Multiple myeloma (MM) is a malignant tumor that originates in the plasma cells of the bone marrow, interfering with the production of healthy blood cells and causing notable damage to bones and other tissues. Currently, the treatment options for MM are limited and often fail to provide effective and well-tolerated solutions. Silymarin, a primary active compound found in the dried fruit of Silybum marianum, is known for its inhibitory action on lipoxygenases and peroxidases. In addition to its known benefits in reducing liver toxicity and enhancing radiation protection, silymarin has shown promise in lowering lipid levels. Silymarin has anticancer properties; however, the specific mechanisms and efficacy of silymarin in treating MM require further investigation. In the present study, network pharmacology was employed to discern the targets and associated pathways of silymarin against MM. The cytotoxic effects of silymarin on MM were subsequently tested using RPMI 8226 and H929 cell lines.
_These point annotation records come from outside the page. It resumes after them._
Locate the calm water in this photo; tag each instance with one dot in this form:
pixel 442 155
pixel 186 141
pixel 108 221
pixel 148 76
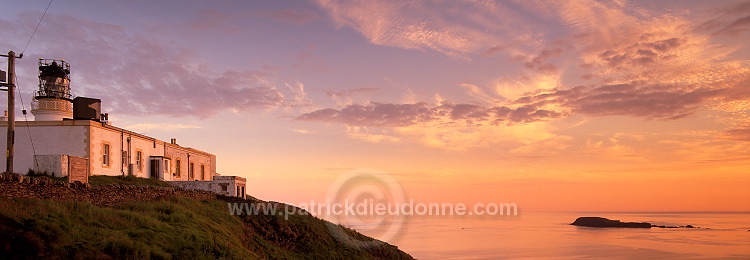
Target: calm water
pixel 535 235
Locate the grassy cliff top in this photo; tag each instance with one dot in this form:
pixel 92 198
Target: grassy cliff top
pixel 168 228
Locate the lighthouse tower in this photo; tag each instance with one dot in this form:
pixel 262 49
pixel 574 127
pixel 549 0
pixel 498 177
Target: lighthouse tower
pixel 52 101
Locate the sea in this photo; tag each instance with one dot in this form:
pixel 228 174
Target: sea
pixel 549 235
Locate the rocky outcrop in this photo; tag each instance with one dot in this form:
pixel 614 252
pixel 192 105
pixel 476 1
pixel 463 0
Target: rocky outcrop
pixel 604 222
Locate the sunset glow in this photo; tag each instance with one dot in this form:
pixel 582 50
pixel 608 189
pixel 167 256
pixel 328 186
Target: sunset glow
pixel 626 106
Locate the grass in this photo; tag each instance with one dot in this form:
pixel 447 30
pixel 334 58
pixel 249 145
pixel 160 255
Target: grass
pixel 170 228
pixel 96 180
pixel 126 180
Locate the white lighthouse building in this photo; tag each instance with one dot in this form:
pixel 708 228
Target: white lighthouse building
pixel 66 127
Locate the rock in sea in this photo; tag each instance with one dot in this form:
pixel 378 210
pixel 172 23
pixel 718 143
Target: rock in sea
pixel 604 222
Furthermore, the molecular targets of silymarin in MM were assessed through immunofluorescence, reverse transcription-quantitative polymerase chain reaction and molecular docking studies. A total of 15 notable targets of silymarin associated with MM were identified, along with 60 interactions among these targets and several associated signaling pathways. In vitro experiments using Cell Counting Kit-8 and flow cytometry revealed that silymarin markedly promoted apoptosis in MM cells. Additionally, there was a reduction in the expression of anti-apoptotic genes, such as Bcl-2 and Bcl-xL. After silymarin treatment, a decrease in phosphorylation of JAK2 and STAT3 was observed in MM cells, and it was suggested that silymarin potentially binds to JAK2 and STAT3. In conclusion, silymarin was revealed to trigger apoptosis in MM cells by blocking the JAK2/STAT3 signaling pathway. This mechanism highlights the potential of silymarin as a therapeutic agent that can target specific molecular pathways to combat MM.